International Sites and Duplicate Content
-
Hello,
I am working on a project where have some doubts regarding the structure of international sites and multi languages.Website is in the fashion industry. I think is a common problem for this industry. Website is translated in 5 languages and sell in 21 countries.
As you can imagine this create a huge number of urls, so much that with ScreamingFrog I cant even complete the crawling.
Perhaps the UK site is visible in all those versions
http://www.MyDomain.com/en/GB/
http://www.MyDomain.com/it/GB/
http://www.MyDomain.com/fr/GB/
http://www.MyDomain.com/de/GB/
http://www.MyDomain.com/es/GB/
Obviously for SEO only the first version is important
One other example, the French site is available in 5 languages and again...
http://www.MyDomain.com/fr/FR/
http://www.MyDomain.com/en/FR/
http://www.MyDomain.com/it/FR/
http://www.MyDomain.com/de/FR/
http://www.MyDomain.com/es/FR/
And so on...this is creating 3 issues mainly:
-
Endless crawling - with crawlers not focusing on most important pages
-
Duplication of content
-
Wrong GEO urls ranking in Google
I have already implemented href lang but didn't noticed any improvements. Therefore my question is
Should I exclude with "robots.txt" and "no index" the non appropriate targeting?
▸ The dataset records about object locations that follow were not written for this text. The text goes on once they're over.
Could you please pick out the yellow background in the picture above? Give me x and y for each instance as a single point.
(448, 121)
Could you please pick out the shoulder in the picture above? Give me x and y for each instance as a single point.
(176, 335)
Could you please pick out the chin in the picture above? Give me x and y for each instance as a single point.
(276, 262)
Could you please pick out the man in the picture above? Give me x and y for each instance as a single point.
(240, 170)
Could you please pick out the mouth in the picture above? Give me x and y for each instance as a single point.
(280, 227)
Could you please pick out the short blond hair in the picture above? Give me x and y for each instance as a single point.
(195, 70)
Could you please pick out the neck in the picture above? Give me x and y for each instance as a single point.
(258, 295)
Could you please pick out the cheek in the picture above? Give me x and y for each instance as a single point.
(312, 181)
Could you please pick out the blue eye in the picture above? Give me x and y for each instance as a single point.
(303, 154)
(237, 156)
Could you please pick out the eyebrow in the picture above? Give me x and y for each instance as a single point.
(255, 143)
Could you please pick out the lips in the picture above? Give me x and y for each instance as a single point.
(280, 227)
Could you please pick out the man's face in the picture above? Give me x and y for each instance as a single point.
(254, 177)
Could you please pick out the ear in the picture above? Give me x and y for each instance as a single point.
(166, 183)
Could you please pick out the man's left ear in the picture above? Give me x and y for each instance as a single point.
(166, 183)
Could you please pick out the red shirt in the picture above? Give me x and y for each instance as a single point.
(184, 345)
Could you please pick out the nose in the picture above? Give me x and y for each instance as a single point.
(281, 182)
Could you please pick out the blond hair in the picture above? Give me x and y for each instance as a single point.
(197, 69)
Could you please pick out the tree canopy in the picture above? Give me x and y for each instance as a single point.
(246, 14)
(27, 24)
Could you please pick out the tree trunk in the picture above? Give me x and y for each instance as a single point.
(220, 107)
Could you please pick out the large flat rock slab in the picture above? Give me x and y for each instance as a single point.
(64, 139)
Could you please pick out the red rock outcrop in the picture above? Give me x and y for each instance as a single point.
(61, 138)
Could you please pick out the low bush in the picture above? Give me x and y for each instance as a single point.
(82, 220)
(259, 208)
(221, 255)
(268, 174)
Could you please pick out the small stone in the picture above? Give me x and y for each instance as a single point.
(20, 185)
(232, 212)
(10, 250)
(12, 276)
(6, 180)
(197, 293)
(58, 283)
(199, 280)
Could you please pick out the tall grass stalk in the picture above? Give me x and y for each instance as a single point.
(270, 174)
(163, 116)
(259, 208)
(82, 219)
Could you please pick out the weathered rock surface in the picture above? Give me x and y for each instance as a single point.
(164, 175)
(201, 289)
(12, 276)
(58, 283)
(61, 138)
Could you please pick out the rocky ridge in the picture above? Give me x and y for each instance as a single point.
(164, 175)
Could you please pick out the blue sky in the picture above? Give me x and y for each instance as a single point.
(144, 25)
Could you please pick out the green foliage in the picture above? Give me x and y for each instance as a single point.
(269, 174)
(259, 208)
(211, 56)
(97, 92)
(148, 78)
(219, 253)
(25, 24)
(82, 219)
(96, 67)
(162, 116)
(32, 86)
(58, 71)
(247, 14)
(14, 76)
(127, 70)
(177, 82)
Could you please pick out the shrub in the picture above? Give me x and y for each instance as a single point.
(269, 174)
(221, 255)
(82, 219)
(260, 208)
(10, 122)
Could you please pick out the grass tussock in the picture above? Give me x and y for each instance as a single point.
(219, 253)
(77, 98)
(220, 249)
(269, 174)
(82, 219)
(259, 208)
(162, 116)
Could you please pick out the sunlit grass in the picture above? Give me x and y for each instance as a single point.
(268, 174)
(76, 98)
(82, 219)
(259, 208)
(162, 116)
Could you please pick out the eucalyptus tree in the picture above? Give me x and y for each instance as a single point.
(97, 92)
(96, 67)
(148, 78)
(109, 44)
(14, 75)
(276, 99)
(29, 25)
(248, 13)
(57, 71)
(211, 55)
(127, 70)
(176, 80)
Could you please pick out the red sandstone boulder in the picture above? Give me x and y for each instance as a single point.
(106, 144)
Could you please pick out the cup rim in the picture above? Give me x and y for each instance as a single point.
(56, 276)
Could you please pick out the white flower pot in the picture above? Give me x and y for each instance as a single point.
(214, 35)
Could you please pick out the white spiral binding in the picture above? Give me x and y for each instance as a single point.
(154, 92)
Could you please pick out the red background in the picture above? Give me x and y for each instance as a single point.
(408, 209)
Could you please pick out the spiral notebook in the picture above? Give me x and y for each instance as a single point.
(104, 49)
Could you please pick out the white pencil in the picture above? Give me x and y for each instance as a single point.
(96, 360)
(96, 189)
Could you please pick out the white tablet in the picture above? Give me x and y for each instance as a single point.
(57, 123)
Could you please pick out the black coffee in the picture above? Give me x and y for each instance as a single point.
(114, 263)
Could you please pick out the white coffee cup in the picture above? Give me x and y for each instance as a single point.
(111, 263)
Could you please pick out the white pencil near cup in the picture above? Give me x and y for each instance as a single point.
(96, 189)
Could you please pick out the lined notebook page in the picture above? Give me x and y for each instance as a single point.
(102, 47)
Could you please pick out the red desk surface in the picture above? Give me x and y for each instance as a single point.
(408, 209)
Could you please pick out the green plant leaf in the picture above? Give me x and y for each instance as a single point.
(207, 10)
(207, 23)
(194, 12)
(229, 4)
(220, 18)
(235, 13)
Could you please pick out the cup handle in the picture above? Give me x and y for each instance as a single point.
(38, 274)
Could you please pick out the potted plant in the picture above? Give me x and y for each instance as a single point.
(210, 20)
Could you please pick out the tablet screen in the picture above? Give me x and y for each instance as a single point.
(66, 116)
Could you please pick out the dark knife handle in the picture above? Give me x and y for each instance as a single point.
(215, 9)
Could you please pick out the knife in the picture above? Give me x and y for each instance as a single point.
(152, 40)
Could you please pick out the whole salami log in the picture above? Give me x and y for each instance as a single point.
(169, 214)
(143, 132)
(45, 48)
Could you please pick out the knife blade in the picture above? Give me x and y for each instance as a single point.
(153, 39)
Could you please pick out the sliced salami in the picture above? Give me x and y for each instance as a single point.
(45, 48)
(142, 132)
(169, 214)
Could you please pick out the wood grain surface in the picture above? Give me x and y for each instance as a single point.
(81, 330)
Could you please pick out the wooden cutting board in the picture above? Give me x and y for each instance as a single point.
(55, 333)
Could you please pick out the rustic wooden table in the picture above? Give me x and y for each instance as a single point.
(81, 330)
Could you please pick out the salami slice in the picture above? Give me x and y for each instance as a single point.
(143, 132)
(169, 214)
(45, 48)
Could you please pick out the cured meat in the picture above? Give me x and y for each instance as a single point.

Perhaps for UK leave crawable just English version i.e. http://www.MyDomain.com/en/GB/, for France just the French version http://www.MyDomain.com/fr/FR/ and so on
What I would like to get doing this is to have the crawlers more focused on the important SEO pages, avoid content duplication and wrong urls rankings on local Google
Please comment
-
-
Hey Guido, don't know if it's the best solution, but could be a temporary fix until the best solution is in place. I suggest to move forward with proper HREF LANG tagging or definitely delete those irrelevant languages. Try to do what I said before about validate each country/language and submit a sitemap.xml reflecting that folder to see crawl and index stats pero country/language. Add a sitemap index and obviously validate your entire domain. Just block in the robots.txt unnecessary folders, like images, js libraries, etc. to save crawl budget to your domain.
Let me know if you have another doubt
-
Thank you Antonio, insightful and clear.
There is really not a need of EN versions of localized sites, I think has been done more as was easier to implement (original site is EN-US).
Don't you think robots and noindex EN version of localized sites could be the best solution? for sure is the easier one to implement without affecting UX.
-
Don't know why you have a UK oriented site for German and Italian people, I think is not important those languages in a country mainly English speaking (not US for example, there you must have a Spanish version, or in Canada for English and French). The owner must have their reasons.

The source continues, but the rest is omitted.